- EDITOR’S CHOICE
- 1969 · 22 tracks · 1 hr 40 min
Salome
A baleful moon shines down on the scene of Richard Strauss’ one-act opera Salome (1905), and from the very first sounds—silken, slithering, glowing with weird new harmonies—we’re in a strange and unsettling new musical world. Strauss had written two operas before he came to adapt Oscar Wilde’s biblical drama, but something about the play’s lush imagery and decadent atmosphere ignited his imagination. The result was his first great operatic hit, a masterpiece so scandalous that it was banned in some countries (for blasphemy and obscenity), but which nonetheless redefined what was possible on the 20th-century stage.

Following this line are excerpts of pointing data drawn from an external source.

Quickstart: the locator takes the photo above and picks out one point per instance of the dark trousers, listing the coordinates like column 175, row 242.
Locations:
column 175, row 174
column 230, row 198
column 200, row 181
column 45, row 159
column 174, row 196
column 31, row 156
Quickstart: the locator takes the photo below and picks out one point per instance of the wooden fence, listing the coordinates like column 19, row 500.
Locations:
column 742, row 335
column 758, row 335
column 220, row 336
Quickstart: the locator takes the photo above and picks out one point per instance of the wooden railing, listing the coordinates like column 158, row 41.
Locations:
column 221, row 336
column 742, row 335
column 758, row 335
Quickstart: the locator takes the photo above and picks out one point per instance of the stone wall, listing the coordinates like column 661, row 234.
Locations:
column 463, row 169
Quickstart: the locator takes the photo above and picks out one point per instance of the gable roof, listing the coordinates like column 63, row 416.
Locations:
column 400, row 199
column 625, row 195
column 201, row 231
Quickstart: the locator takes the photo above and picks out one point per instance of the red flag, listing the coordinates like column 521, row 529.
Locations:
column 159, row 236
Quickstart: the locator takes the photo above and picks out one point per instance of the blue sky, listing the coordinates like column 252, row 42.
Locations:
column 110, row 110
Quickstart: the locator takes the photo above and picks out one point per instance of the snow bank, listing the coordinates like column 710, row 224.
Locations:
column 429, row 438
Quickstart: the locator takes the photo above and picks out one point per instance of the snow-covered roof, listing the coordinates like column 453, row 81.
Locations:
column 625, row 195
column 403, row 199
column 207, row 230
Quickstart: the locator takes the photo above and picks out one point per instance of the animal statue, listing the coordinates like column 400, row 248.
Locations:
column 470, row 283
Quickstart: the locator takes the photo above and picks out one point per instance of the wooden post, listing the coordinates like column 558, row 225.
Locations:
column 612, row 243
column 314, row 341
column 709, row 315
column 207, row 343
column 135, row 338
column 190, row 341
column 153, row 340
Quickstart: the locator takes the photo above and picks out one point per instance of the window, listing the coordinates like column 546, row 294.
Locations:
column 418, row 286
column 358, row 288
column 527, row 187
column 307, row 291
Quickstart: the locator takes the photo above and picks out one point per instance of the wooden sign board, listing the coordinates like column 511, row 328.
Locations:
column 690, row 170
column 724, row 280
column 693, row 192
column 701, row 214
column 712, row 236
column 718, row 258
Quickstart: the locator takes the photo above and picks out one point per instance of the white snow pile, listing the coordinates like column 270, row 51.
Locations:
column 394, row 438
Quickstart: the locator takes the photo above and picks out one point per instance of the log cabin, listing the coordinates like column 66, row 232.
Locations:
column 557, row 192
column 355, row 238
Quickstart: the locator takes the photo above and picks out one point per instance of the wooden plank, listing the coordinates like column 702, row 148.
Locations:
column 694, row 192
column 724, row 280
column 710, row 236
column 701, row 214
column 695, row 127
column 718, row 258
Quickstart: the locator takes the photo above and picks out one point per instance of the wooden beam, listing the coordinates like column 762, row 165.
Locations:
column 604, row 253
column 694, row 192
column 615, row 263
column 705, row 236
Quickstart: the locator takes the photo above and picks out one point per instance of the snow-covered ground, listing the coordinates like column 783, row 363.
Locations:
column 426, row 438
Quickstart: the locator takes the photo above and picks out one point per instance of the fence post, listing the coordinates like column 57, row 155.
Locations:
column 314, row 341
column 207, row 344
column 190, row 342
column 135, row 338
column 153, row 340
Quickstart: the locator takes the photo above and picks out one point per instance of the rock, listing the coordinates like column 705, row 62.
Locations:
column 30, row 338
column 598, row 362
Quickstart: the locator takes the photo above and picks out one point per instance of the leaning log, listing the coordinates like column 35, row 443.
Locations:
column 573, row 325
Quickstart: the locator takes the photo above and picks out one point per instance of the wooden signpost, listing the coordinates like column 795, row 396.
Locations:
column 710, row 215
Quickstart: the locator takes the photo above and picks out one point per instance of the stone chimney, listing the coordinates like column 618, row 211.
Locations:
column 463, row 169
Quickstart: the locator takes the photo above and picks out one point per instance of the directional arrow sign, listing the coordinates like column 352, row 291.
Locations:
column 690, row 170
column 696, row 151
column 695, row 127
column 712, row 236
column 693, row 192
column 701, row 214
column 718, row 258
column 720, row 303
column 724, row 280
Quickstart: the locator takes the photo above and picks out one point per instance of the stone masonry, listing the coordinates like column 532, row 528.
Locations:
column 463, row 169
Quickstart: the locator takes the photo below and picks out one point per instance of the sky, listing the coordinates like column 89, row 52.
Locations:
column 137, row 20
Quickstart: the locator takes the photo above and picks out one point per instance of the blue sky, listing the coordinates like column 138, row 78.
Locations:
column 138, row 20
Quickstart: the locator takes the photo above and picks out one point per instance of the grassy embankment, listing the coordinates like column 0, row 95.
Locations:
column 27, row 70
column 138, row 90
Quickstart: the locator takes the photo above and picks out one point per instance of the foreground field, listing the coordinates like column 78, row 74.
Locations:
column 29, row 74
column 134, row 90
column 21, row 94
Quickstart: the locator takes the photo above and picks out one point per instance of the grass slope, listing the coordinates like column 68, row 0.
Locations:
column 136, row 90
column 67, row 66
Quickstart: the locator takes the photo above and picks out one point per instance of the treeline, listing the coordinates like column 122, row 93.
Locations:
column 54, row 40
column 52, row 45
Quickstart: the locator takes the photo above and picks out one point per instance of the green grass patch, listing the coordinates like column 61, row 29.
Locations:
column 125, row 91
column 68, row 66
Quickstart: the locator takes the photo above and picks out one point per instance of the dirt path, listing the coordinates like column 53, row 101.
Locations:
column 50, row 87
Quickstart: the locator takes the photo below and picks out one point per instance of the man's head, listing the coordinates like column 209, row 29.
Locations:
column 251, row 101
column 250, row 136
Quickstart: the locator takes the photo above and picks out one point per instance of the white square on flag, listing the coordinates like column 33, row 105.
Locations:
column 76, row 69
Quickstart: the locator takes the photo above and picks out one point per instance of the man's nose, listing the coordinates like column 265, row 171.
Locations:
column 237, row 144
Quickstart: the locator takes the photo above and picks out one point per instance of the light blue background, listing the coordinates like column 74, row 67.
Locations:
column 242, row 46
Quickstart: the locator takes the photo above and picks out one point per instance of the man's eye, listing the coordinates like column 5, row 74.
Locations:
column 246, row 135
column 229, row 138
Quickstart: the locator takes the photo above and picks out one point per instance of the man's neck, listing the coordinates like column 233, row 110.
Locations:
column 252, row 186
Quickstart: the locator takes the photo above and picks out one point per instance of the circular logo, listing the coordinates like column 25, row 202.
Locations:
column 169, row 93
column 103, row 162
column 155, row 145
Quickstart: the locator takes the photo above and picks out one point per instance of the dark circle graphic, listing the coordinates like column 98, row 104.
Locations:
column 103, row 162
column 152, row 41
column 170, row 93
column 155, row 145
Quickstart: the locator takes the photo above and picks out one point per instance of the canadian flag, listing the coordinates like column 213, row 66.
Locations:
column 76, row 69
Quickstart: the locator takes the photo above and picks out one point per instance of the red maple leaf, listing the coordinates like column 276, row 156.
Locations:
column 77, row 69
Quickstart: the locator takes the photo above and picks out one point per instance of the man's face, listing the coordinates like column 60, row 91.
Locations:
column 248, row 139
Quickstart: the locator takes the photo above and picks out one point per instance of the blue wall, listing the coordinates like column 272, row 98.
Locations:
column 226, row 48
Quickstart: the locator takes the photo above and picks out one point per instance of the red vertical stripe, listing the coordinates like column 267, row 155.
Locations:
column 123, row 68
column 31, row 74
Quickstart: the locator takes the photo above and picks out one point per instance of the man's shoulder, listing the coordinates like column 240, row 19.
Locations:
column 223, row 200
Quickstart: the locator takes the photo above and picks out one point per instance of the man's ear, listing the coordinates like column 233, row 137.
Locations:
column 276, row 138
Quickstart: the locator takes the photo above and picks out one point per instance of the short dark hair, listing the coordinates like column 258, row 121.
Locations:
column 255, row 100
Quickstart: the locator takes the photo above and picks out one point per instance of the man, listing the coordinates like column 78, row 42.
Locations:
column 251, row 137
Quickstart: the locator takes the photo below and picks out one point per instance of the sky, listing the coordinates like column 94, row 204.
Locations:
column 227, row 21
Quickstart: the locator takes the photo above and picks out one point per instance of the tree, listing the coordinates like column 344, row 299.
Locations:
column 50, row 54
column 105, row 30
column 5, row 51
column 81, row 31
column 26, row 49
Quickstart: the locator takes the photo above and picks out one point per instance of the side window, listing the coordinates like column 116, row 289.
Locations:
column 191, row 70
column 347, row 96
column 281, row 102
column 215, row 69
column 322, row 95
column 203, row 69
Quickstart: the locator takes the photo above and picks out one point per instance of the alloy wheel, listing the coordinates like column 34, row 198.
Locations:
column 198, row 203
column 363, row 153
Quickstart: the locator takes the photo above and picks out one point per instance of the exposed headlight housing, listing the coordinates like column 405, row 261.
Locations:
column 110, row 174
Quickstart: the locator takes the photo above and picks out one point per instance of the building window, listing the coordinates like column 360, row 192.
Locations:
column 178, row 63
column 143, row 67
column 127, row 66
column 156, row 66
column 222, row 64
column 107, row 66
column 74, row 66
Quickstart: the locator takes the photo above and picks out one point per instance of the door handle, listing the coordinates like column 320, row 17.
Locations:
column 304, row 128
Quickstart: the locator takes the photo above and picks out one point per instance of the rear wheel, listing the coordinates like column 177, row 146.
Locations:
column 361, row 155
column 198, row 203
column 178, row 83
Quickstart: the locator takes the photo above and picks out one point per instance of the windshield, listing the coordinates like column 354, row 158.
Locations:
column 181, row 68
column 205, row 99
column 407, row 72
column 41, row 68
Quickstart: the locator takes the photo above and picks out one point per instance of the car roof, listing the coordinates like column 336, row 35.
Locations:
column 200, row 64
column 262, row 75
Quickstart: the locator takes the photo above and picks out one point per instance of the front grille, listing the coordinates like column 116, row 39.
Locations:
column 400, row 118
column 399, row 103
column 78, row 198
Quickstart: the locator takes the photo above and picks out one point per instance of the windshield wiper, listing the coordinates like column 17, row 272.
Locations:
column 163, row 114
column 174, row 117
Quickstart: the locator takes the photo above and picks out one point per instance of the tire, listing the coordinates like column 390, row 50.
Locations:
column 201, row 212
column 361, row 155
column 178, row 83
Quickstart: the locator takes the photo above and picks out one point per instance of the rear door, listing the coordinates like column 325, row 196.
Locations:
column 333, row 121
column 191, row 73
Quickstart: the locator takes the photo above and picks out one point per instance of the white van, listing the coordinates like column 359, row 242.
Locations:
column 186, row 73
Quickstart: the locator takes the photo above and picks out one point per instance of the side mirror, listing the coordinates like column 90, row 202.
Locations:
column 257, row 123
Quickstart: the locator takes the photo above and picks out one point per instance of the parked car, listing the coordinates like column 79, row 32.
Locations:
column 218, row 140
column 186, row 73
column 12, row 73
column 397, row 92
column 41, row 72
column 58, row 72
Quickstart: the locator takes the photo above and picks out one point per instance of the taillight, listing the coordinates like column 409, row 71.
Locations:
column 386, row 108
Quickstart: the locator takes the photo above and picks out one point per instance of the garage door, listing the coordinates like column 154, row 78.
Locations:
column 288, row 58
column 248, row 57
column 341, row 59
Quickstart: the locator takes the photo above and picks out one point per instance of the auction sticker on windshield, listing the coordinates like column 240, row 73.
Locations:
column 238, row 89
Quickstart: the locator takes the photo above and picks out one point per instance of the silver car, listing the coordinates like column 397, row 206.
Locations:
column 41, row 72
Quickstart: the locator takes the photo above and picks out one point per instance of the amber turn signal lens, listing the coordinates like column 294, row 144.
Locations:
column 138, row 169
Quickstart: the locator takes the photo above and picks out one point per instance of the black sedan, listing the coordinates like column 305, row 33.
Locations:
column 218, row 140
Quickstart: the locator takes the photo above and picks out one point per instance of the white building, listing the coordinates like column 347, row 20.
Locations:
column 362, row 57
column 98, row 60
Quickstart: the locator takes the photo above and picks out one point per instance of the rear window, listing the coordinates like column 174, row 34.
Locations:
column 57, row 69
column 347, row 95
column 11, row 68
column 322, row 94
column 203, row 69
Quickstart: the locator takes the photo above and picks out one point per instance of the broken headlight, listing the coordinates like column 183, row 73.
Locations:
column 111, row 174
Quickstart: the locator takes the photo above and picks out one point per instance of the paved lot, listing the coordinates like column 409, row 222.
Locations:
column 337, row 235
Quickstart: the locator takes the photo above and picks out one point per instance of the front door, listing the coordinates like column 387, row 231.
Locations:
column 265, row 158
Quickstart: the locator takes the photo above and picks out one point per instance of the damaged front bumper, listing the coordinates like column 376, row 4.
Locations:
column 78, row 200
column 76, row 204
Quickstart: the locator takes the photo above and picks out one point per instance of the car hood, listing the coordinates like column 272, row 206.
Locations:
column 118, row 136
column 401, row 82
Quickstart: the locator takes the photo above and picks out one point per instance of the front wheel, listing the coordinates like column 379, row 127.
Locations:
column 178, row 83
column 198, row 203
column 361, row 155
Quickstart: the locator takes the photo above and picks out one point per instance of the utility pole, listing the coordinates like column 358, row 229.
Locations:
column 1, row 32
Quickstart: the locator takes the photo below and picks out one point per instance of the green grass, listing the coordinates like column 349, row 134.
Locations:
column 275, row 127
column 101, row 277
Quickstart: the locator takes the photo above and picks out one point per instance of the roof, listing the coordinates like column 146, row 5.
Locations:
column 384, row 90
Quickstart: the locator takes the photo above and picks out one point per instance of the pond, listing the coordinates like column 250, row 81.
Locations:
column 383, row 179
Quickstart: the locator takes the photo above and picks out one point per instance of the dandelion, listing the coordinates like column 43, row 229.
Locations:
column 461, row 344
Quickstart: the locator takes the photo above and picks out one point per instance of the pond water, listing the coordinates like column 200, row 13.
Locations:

The scene is ancient Judaea, before the birth of Christ, where the spoiled and sensuous Princess Salome lives in the palace of her mother, Herodias, and her lustful stepfather, the Tetrarch Herod. Their servants watch on in longing and dread, and from the cistern below the palace comes the ominous voice of the imprisoned prophet Jokanaan, who foretells the coming of a Messiah—but in doing so awakens the full power of Salome’s sexuality. Strauss tells the story with Wagnerian voices and a huge orchestra, whose iridescent colours change by the second: a parable of lust, violence and forbidden desires, in which the famous orchestral “Dance of the Seven Veils” is only one of a series of ever more shocking—and thrilling—climaxes.